I'm starting college tomorrow and since I'm commuting, I have to make my own way there. It'll probably take about 20 minutes by train.
The thing is, I've never been an independent person. I rely on my parents for everything. They've only recently started nagging me to get a job and they pretty much provide me with everything. But I get super anxious when I'm out in public, and it'll be my first time getting the train by myself tomorrow, and then I have to find my way to the university, as well as finding the right room to go in for my early lecture. I'm worried because I have a horrible sense of direction and I just know that I'm going to get lost, which is making me more nervous.

But I'm still gonna force myself to do it. So I guess I'll post back to say how it went when I get home tomorrow.

P.S. This probably doesn't seem like a big deal to most people on here because I know quite a lot of you have moved out/basically super independent but this is a massive part of my SA, so it's going to be hard.


----------



## Rossy (Jan 15, 2011)

Good luck,I am very dependent I don't like anybody doing anything for me at all.


----------



## Gribble (Sep 2, 2012)

Ooh! This post is from yesterday&#8230;

I bet you're out there *right now*, conquering the world one train station at a time.

Good luck, Charmander! Tell us how it went!


----------



## Brasilia (Aug 23, 2012)

Aaaahhhhh I'm in a similar position...

Started uni on Monday
Had to take the bus
Sat in the lecture room on my own 
But met some old friends and some new people


----------



## Charmander (Sep 5, 2012)

Gribble said:


> Ooh! This post is from yesterday&#8230;
> 
> I bet you're out there *right now*, conquering the world one train station at a time.


LOL. Well I don't know about that! But I actually found it quite fun. Weirdly I seemed to be a lot less anxious than when my parents are with me. Probably because I know I'm too old to still be going out with them. I did end up getting lost and doing a complete circle on myself but I kept my cool and got there in the end.
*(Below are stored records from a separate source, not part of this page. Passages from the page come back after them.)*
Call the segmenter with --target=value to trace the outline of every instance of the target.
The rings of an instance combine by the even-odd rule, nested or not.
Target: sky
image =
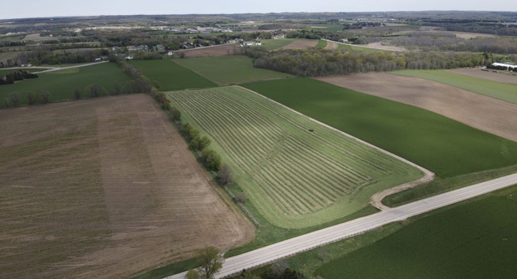
[[[517,11],[516,0],[2,0],[0,19],[74,16],[421,10]]]

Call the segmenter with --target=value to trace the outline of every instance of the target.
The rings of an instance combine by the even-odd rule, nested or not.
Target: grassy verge
[[[404,279],[414,278],[415,274],[425,279],[493,277],[488,273],[497,274],[494,277],[513,278],[515,254],[511,251],[516,244],[511,240],[517,237],[517,200],[511,195],[517,195],[517,187],[389,224],[284,260],[309,278]],[[268,269],[264,267],[253,273],[270,279]]]
[[[424,185],[388,196],[383,200],[383,203],[390,207],[394,207],[516,172],[517,172],[517,165],[514,165],[449,178],[437,178]]]

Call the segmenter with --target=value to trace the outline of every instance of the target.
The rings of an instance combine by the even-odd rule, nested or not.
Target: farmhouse
[[[165,47],[164,47],[163,45],[161,44],[157,44],[156,50],[160,52],[165,51]]]
[[[129,51],[146,51],[149,50],[149,47],[146,45],[128,45],[127,48]]]
[[[491,67],[487,68],[495,69],[496,70],[517,71],[517,65],[506,64],[504,63],[492,63]]]

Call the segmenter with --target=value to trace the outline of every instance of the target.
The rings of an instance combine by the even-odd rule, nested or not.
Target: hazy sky
[[[70,16],[246,12],[517,11],[516,0],[2,0],[0,19]]]

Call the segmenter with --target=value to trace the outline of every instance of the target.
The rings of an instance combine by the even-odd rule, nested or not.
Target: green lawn
[[[517,104],[517,84],[504,83],[442,70],[403,70],[391,73],[431,80]]]
[[[293,76],[255,68],[253,59],[244,55],[176,59],[173,61],[219,85]]]
[[[54,101],[70,99],[73,98],[73,89],[76,87],[83,89],[90,84],[96,83],[109,90],[113,88],[114,81],[117,81],[123,84],[131,80],[118,65],[111,63],[43,73],[38,75],[39,78],[37,79],[0,85],[0,101],[3,101],[11,92],[16,91],[20,94],[25,103],[27,92],[37,92],[40,90],[50,92]]]
[[[217,85],[169,59],[131,60],[129,63],[142,71],[149,80],[159,82],[161,85],[160,90],[162,91],[210,87]]]
[[[184,121],[212,140],[253,206],[278,227],[343,218],[367,207],[374,193],[423,175],[241,87],[168,95]]]
[[[410,105],[310,79],[244,86],[443,178],[517,164],[517,143]]]
[[[324,264],[325,279],[513,279],[517,188],[431,212]],[[331,244],[333,245],[333,244]]]

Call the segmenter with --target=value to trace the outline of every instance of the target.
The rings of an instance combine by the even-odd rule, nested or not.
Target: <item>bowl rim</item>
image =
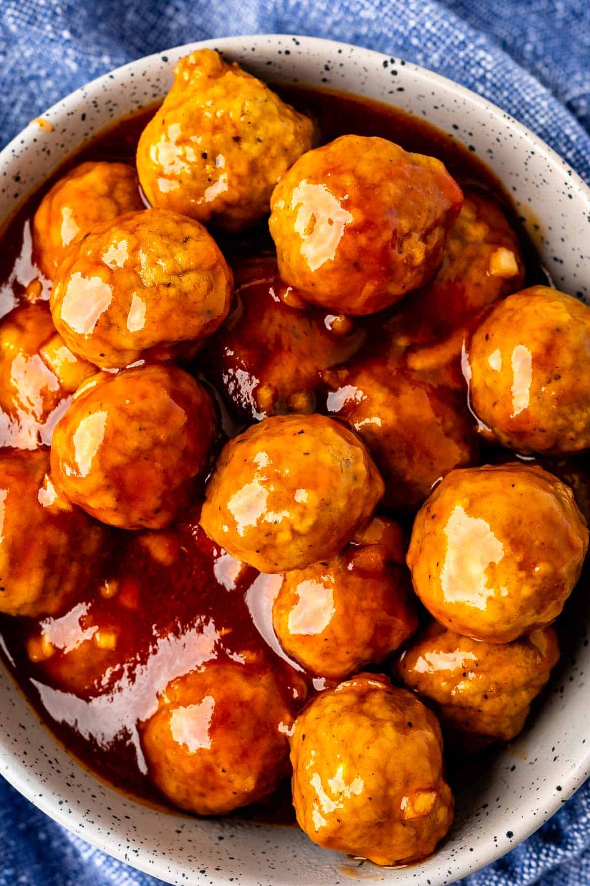
[[[330,40],[325,37],[314,37],[307,36],[305,35],[291,35],[291,34],[257,34],[257,35],[238,35],[235,36],[222,36],[218,38],[211,38],[208,40],[192,41],[190,43],[181,44],[180,46],[171,47],[169,49],[164,49],[157,52],[150,53],[148,56],[142,56],[133,61],[127,62],[125,65],[119,66],[113,68],[99,77],[89,81],[88,83],[83,84],[73,91],[70,92],[65,97],[58,99],[54,105],[50,105],[44,112],[42,112],[35,120],[39,118],[45,118],[53,123],[55,126],[58,126],[63,120],[64,122],[67,119],[67,113],[71,108],[77,107],[80,101],[82,96],[85,97],[85,101],[91,102],[93,98],[100,98],[102,95],[103,86],[108,82],[112,83],[112,81],[117,81],[124,76],[126,73],[131,70],[148,66],[155,64],[156,62],[160,62],[162,60],[162,56],[168,53],[174,54],[187,54],[188,52],[194,51],[199,49],[218,49],[221,52],[232,53],[234,51],[239,52],[243,50],[244,43],[250,43],[252,45],[259,46],[261,49],[264,47],[272,48],[272,43],[277,43],[280,44],[280,41],[293,40],[295,39],[299,42],[302,47],[309,46],[310,48],[315,48],[316,50],[323,50],[324,51],[334,51],[339,49],[347,50],[349,51],[352,51],[354,52],[359,52],[363,55],[369,56],[374,61],[382,62],[385,59],[390,58],[390,56],[386,53],[379,52],[375,50],[367,49],[363,46],[359,46],[354,43],[348,43],[337,40]],[[264,43],[262,42],[264,42]],[[568,176],[570,183],[575,187],[577,199],[582,199],[587,208],[588,217],[590,219],[590,185],[586,184],[581,176],[573,169],[570,164],[567,163],[560,155],[551,148],[547,143],[545,143],[539,136],[534,132],[525,127],[524,124],[520,123],[508,112],[503,111],[501,107],[490,102],[487,98],[483,96],[479,95],[473,90],[468,89],[465,86],[457,83],[456,82],[451,80],[450,78],[445,77],[441,74],[436,74],[433,71],[422,66],[416,65],[413,62],[407,61],[402,58],[402,56],[396,56],[401,61],[403,60],[408,73],[414,73],[421,81],[421,82],[427,83],[433,87],[444,86],[446,89],[450,89],[455,95],[463,97],[465,101],[471,105],[477,106],[479,112],[485,112],[494,117],[499,123],[503,126],[510,126],[515,132],[518,133],[528,144],[536,148],[548,161],[550,161],[552,167],[556,169],[560,175],[563,175],[563,173]],[[270,78],[271,80],[272,78]],[[300,81],[298,85],[305,85],[303,81]],[[319,87],[321,88],[321,87]],[[326,87],[330,89],[331,87]],[[349,91],[349,90],[342,90]],[[356,95],[363,96],[362,89],[356,93]],[[390,104],[395,105],[395,101],[388,101],[387,97],[381,98],[380,101],[384,104]],[[144,104],[147,105],[148,102]],[[90,140],[100,131],[112,125],[116,120],[121,117],[126,116],[126,113],[120,114],[119,117],[114,118],[109,123],[105,124],[104,127],[97,128],[90,136]],[[34,137],[39,136],[40,130],[38,128],[34,128],[32,120],[27,124],[19,133],[18,133],[11,141],[0,151],[0,170],[2,167],[9,163],[12,162],[13,156],[12,153],[14,149],[18,146],[20,149],[25,146],[27,143]],[[82,142],[80,143],[80,144]],[[75,148],[73,151],[75,152]],[[67,156],[67,154],[65,155]],[[64,161],[65,158],[57,160],[55,164],[54,169],[59,168],[59,166]],[[485,160],[484,160],[485,162]],[[47,176],[46,176],[47,177]],[[0,230],[4,228],[6,222],[10,223],[11,219],[13,217],[13,214],[18,212],[19,208],[28,199],[31,194],[42,184],[45,178],[37,182],[31,189],[26,192],[20,194],[18,199],[14,202],[11,208],[9,210],[8,214],[0,219]],[[22,695],[16,680],[13,680],[16,691]],[[28,704],[28,702],[27,702]],[[29,708],[33,711],[34,716],[39,720],[39,722],[47,729],[48,733],[51,735],[51,738],[62,748],[65,745],[60,742],[60,740],[51,732],[49,727],[45,726],[43,720],[39,716],[34,708],[29,704]],[[45,814],[47,814],[51,820],[57,822],[59,825],[66,828],[70,833],[73,834],[77,837],[84,840],[84,842],[95,846],[96,849],[118,859],[119,860],[130,865],[133,868],[140,870],[145,874],[151,876],[166,876],[165,871],[158,871],[154,868],[153,866],[148,864],[147,860],[143,859],[143,856],[139,856],[138,858],[130,859],[126,853],[125,846],[120,845],[118,847],[116,841],[112,838],[103,835],[103,832],[95,834],[90,828],[87,827],[84,828],[83,833],[80,835],[78,828],[77,822],[73,821],[73,816],[68,814],[65,806],[56,805],[54,801],[49,797],[46,797],[45,795],[39,795],[36,788],[38,787],[36,783],[36,779],[31,777],[30,770],[23,764],[22,759],[19,757],[18,753],[13,748],[10,746],[9,743],[4,742],[2,734],[0,734],[0,748],[5,754],[4,759],[0,759],[0,772],[20,794],[22,794],[27,799],[33,803],[37,808],[41,809]],[[73,760],[78,766],[81,766],[86,771],[88,771],[84,764],[78,759],[78,758],[69,751],[66,748],[69,758]],[[471,860],[472,863],[470,866],[461,865],[456,862],[457,867],[456,871],[453,871],[450,878],[448,878],[445,882],[447,883],[452,883],[456,880],[460,879],[470,874],[474,874],[476,871],[481,869],[488,864],[497,860],[502,858],[511,849],[514,849],[517,845],[521,843],[524,840],[529,837],[536,830],[539,829],[556,812],[563,804],[563,803],[569,799],[576,790],[582,785],[586,781],[586,773],[590,770],[590,744],[587,745],[587,750],[584,757],[578,758],[576,765],[569,769],[567,773],[563,773],[561,775],[562,781],[562,791],[559,796],[555,796],[553,797],[548,797],[547,799],[547,808],[543,811],[543,814],[539,815],[535,818],[531,816],[530,820],[525,820],[523,821],[514,821],[511,823],[511,828],[513,831],[513,839],[510,840],[510,844],[505,843],[501,843],[498,841],[496,846],[492,850],[486,851],[485,847],[481,847],[479,850],[480,858],[471,856]],[[96,775],[94,772],[92,775],[97,778],[99,782],[106,784],[111,789],[117,790],[112,785],[108,782],[104,782],[100,776]],[[119,791],[117,791],[119,793]],[[181,812],[179,814],[182,814]],[[468,853],[469,854],[469,853]],[[477,860],[476,860],[477,859]],[[473,864],[475,862],[475,864]],[[215,876],[212,873],[208,874],[209,877]],[[197,876],[195,880],[195,882],[200,882],[200,878]],[[215,881],[214,881],[215,882]],[[226,882],[226,879],[223,874],[218,874],[218,879],[217,882],[221,884]]]

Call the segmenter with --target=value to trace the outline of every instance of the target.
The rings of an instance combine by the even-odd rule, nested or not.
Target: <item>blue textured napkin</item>
[[[0,144],[105,71],[191,40],[308,34],[418,62],[537,132],[590,182],[589,0],[0,0]],[[0,780],[0,886],[151,886]],[[590,884],[590,783],[464,886]]]

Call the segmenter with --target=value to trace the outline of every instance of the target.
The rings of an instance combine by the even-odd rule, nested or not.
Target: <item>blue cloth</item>
[[[212,36],[308,34],[381,50],[489,97],[590,182],[588,0],[0,0],[0,142],[75,87]],[[0,886],[156,883],[0,782]],[[590,884],[590,783],[464,886]]]

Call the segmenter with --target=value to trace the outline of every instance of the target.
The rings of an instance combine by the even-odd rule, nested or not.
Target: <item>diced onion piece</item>
[[[93,639],[100,649],[114,649],[117,646],[117,634],[114,631],[98,630]]]
[[[509,279],[518,273],[517,257],[511,249],[499,246],[490,256],[489,272],[492,276],[501,276]]]

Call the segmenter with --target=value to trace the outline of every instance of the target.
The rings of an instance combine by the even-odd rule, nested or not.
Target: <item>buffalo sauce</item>
[[[347,133],[389,138],[406,150],[439,158],[460,185],[491,193],[518,232],[527,284],[544,282],[501,183],[452,136],[379,103],[307,88],[279,91],[315,120],[320,142]],[[12,216],[0,248],[0,316],[25,300],[31,284],[34,298],[49,297],[50,284],[35,267],[31,242],[32,218],[43,194],[77,163],[134,163],[139,136],[155,111],[142,110],[86,143]],[[265,225],[234,238],[219,234],[218,240],[229,260],[272,245]],[[369,348],[375,323],[379,326],[379,317],[368,321]],[[241,423],[226,415],[226,431]],[[1,428],[0,423],[0,433]],[[7,443],[0,439],[0,446]],[[58,617],[0,617],[7,666],[66,749],[111,784],[161,805],[166,801],[148,775],[141,723],[155,712],[158,693],[171,680],[214,658],[270,662],[294,714],[323,688],[322,680],[311,679],[287,658],[272,633],[272,604],[280,577],[261,575],[234,560],[205,536],[198,516],[197,507],[161,533],[112,530],[109,554],[92,587]],[[288,792],[280,791],[269,802],[270,812],[269,804],[239,812],[273,821],[292,816]]]

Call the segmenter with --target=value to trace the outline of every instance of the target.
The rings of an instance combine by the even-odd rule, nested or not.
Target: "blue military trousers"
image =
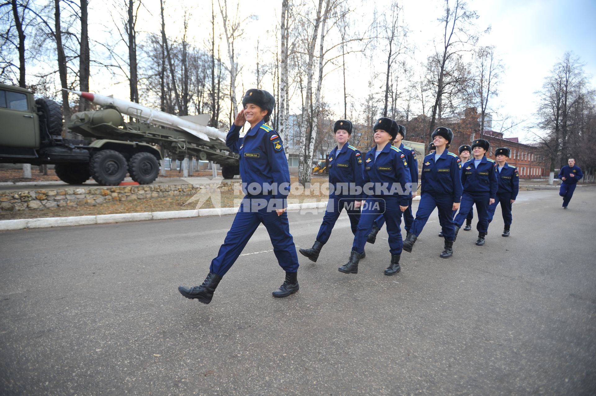
[[[360,214],[360,222],[354,237],[352,250],[362,254],[367,238],[372,228],[375,219],[381,214],[387,223],[389,235],[389,251],[392,254],[401,254],[403,242],[399,224],[402,222],[402,211],[399,208],[398,195],[373,195],[367,198]]]
[[[495,216],[496,205],[501,203],[501,212],[503,215],[503,222],[506,226],[511,225],[511,221],[513,220],[513,217],[511,216],[512,197],[513,195],[511,195],[511,193],[510,192],[505,192],[500,194],[497,193],[495,202],[492,205],[489,205],[488,206],[489,223],[492,221],[492,218]]]
[[[414,220],[410,232],[418,236],[434,208],[439,210],[439,223],[441,225],[445,241],[453,241],[455,236],[455,229],[453,226],[452,195],[433,195],[428,192],[423,194],[420,197],[416,219]]]
[[[403,229],[408,232],[410,232],[410,229],[412,228],[412,223],[414,222],[414,216],[412,214],[412,202],[413,201],[414,198],[410,198],[409,202],[408,204],[408,208],[403,212]],[[375,219],[372,225],[381,229],[383,228],[384,224],[385,224],[385,218],[381,214]]]
[[[356,235],[358,227],[358,222],[360,220],[360,208],[354,208],[356,199],[351,195],[329,195],[329,201],[327,202],[327,208],[323,216],[323,222],[319,228],[319,233],[316,235],[316,240],[322,244],[327,243],[331,235],[331,230],[336,222],[339,217],[342,211],[345,208],[347,216],[350,219],[350,225],[352,227],[352,233]]]
[[[577,183],[567,184],[563,182],[561,183],[561,188],[559,189],[559,195],[563,197],[563,205],[566,207],[569,204],[571,197],[573,196],[573,191],[575,191],[575,186]]]
[[[488,192],[468,192],[464,191],[461,196],[461,204],[460,205],[460,211],[455,216],[454,222],[458,228],[464,224],[472,206],[476,205],[476,211],[478,212],[478,223],[476,223],[476,229],[479,232],[486,232],[488,230],[488,205],[491,199],[491,194]]]
[[[271,198],[271,195],[244,197],[218,256],[211,261],[211,272],[224,276],[262,223],[269,233],[280,266],[287,272],[298,270],[298,256],[290,233],[288,214],[284,212],[277,216],[275,210],[267,205]]]

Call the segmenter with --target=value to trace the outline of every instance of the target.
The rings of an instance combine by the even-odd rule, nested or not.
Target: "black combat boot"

Gonna be doing the same thing tomorrow!


----------



## Cashew (May 30, 2010)

^ Grats! That's pretty awesome. I would have panicked so bad. Glad you made it through


----------



## Charmander (Sep 5, 2012)

Thank you. One annoying thing about the day is that I found out that I have a class that is literally dedicated to doing a presentation every week. Lol just my luck. But maybe it'll be better for me if I get used to doing it weekly rather than once a year.


----------



## MrQuiet76 (Aug 26, 2011)

That's great! Especially that you already have cracked through some of that anxiety on day 1. I found that it was the same with me years ago, as far as the anxiety not being as bad when my parents weren't around... The good news is, that it will get easier and easier the more you do it, so if you're already feeling this good about it, then that is awesome!!

And as for the presentations, you'll see the same pattern. For my group meetings in grad school, we had to present often and I was petrified at first, but after doing it so many times, it tends to become second nature... by the end I was prepping for my presentations the morning of group meetings (lol) and winging it up there... never dreamed I would do that! Like you said, doing it weekly will be perfect for overcoming public speaking anxiety.

I'm excited for you, not only do you have some good opportunities to confront situations that cause you anxiety, but you have a wonderful attitude about it. You're standing up and facing your fears, which is all you have to do to beat this thing. Keep embracing these challenges, and as time goes on, you won't be able to believe the progress you make overcoming your SA


----------



## Gribble (Sep 2, 2012)

Well said, Mr. Quiet! Haha no worries about getting lost =p Sometimes you just gotta SWING with it! Have a good term


----------